Food Hath No Morals. Part 1

And other tales about nutrition, fitness and health.

How do some people manage to go day by day eating the same foods without hesitation or procrastination? Or without getting f***k’n bored and void the appetite for chicken and rice?

The answer will be different for many people, but for me, it’s rather simple. And so I’d like to share it, in hope some might find some light in food distress.

“Food hath no morals”

Your actions have morals, you should have some personal morals, but food? Food does not have morals, it does not possess a personal identity, a personality making it funny, good, lame or bad... Yes the food on my plate has value, that piece of meat, the 200g steak grilled to perfection, was once a living organism with feelings and emotions (most likely), but that’s what it was. Now, it’s food. It’s nutrition, it’s fuel, it’s energy and sometimes it’s just shit. I like my food to taste good, and to me that's minimal sauces, fresh herbs, chilli, and godforbid they ever ban Tobasco. But just because it tastes really freakin good... doesn't mean I feel guilty about eating it.

Fruit was never the enemy. A croissant once in a while.. also not the enemy. You need to uncreate what you've created in order to recreate it even better this time.

~ ~ ~ ~ ~ ~

I’m grateful for the food that was once a living organism, especially the cow and the whey it makes, and the blueberry and potato. However, neither provokes emotional responses in me that lead me to fighting myself over it, and it certainly does not make me feel guilty. Anymore.

The nutrients, the fuel the body uses uses to live, just as grass was once fuel for the cow, are just nutrients. Burt don't fooled when I say it's 'just nutrients', because nutrients are complicated complex and intricate molecules that keep us alive. It’s a certain amount of carbohydrates, proteins, fats, vitamins and minerals that my body requires to keep functioning at optimal capacity, and be pushed even further beyond genetic ability at times so I may outperform. Yes I want to beat you. If you’re in a competitive sport, that's what we do. We strive to win. Winning gives you a taste of real hunger. And, for me, I want to win not only on stage, but in my career as a whole, which I connect so strongly too. I want my clients to win. Win whatever challenge in life they may face, by choice or chance, I want them to perform to their best. And I want them, you, to beat who or whatever's challenging you.

Genetically, all humans are somewhat 99.9% similar, it often only takes one single gene mutation to make one human distinctively different, but in that point-one percent lies our individuality. But... yes there’s always a but, even in that 0.1% similarity of code, the interaction of those genes and our individual environment, health, bod and mind, affects the translation of the genes. Gene pool and genome, genetics and genomics. Explained in simple analogy, think of economics and the economy, the economics of most economies may be similar, but the way the economics are translated into the economy differ, which result in various economies... I’ll talk about genes and training in another blog entry once I've done some more research.

In the field of science and nature, I am compelled by my inner forces to only delve into topics I have researched to at least some extent, or studied over the years. I know little of Genetics and Biochemistry as I have only touched the surface during my studies but I have a growing interest in learning more. I still have my textbooks and research papers, and frequently turn back to them for help.

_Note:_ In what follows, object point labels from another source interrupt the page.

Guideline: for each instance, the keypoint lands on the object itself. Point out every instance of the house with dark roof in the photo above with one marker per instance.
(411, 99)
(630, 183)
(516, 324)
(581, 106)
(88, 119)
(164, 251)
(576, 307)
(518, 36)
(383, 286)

Our mind that will often fight to overrun our being, that fights with its self. "This is good", "that is bad", "this is healthy and that is unhealthy". But what you’re really doing is arguing about the morality of food, when instead you should be questioning your own. But... you didn’t know back then.

The food I consume each day is consumed for a purpose. A job. And so yes, the quality of it will affect the how well the job gets done, as well as the importance of the purpose. If I need to build quality muscle that will aid to my strength gains, I'll opt for free-range / grass-fed beef/ chicken/eggs, if I need to get an insulin pump after a workout, I'll eat any and all the wine gums and jelly babies. I need the various ratios of macronutrients and total calories for energy to perform. To move. To live. To fucking win. So by now you should have picked up that I have a strong desire to win, and with that a plan and a purpose. With that, comes important decisions and rules I need to make for myself. When its competition prep time, there are certain foods I give up, note...not give up entire food groups like carbs, but certain types, like burgers and fries on Fridays, or cake on Sundays.. those will have to wait.

Imagine having no choice, you cant choose between good and bad, safe and danger, so you always have both. Always hanging onto the idea that everything is either black or white. Cardio will burn fat and weights will make you bulky....

Food keeps you alive. Along with your bodies amazing ability to survive on almost none of it, if something gives life, how can you hate it. If you ignore it, or dismiss the importance of it, then you should not be complaining about your quality of life. Sure it gets more complicated when we look at the current world, the level- and amount of eating disorders and food related diseases. It’s quite scary how negatively humans have reacted to food they have made. Yes, it’s more complicated than that, BUT, my point is... who’s in control of the relationship you have with food? If you cannot live without pizza nights, then work it into a healthy routine. And I'm not talking about cauliflower pizza's without cheese.. but planning so that you get to enjoy pizza nights knowing that compensation has been made for it.

If you don’t know how, that’s ok! You’re here now, you can gain control. Assistance and help exists. Personal training, fitness, it’s not just a job, it's more! I want you to win.

Now, once you stop lying and fooling yourself about what you want, the process to get it becomes easier. Because you actually fucking want it. chasing something you want because you think other people will want you when you have it is dumb. You're going to fight 10x more for it. You want to be healthier, leaner, stronger... that's great! Thats all possible. But if you wan't to be like some poster bae 24/7... that's going to be a whole lot more frustrating to get.

So you start working for it. Start where you are, use what you have and do what you can.

But here comes another common problem, that you may or may not have noticed for some time. Six, eight or maybe 20 weeks go by and you've been busy. But you’ve actually done almost nothing progressive, and you really have nothing to show for it either. You had an idea, but no plan, you had excitement but no determination. So you embarked on movement, but just went in circles. This is nothing new.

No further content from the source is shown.